By using tariffs as a tool against our foes and friends, Trump hopes to narrow America’s $1.2 trillion trade deficit in goods, raise billions in revenue (to fund his tax cuts), and bring back manufacturing jobs and production of critical goods to the U.S.
Right now, America relies on Asia — particularly China — for cheap everyday items, as well as critical goods and minerals. Many companies have moved production to other countries — such as Vietnam and Cambodia — to avoid competition in China and potential tariffs. Now, on top of China, Trump is imposing huge tariffs on those countries too.

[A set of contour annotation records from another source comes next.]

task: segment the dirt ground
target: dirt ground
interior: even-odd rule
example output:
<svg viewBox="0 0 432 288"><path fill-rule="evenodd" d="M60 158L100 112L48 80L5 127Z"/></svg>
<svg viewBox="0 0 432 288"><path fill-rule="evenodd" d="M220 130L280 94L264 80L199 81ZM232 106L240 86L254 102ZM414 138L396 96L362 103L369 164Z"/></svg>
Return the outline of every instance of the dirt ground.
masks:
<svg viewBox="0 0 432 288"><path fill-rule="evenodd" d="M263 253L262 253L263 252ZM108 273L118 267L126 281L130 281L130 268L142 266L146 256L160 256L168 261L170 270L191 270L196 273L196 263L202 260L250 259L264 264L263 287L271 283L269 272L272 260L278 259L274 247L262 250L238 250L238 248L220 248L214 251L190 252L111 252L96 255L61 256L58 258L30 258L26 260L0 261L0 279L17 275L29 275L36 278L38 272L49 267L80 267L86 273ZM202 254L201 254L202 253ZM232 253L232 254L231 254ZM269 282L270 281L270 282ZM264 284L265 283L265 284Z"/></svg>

“We will see a strengthening of Chinese trade with Europe, and China acting as the U.S. did post-World War II as the country with some money and ability likely to help the likes of Vietnam, Malaysia and Indonesia as we see a reordering of trade flows,” Cheryl Smith, an economist at Trillium Asset Management, told Barrons magazine.
Capital Economics estimates the average U.S. tariff rate — a tax on countries importing their goods to America — is set to shoot from 2% last year to just over 20%. This has led to comparisons of Trump’s tariff agenda with the Smoot-Hawley tariffs that deepened a recession in the 1930s.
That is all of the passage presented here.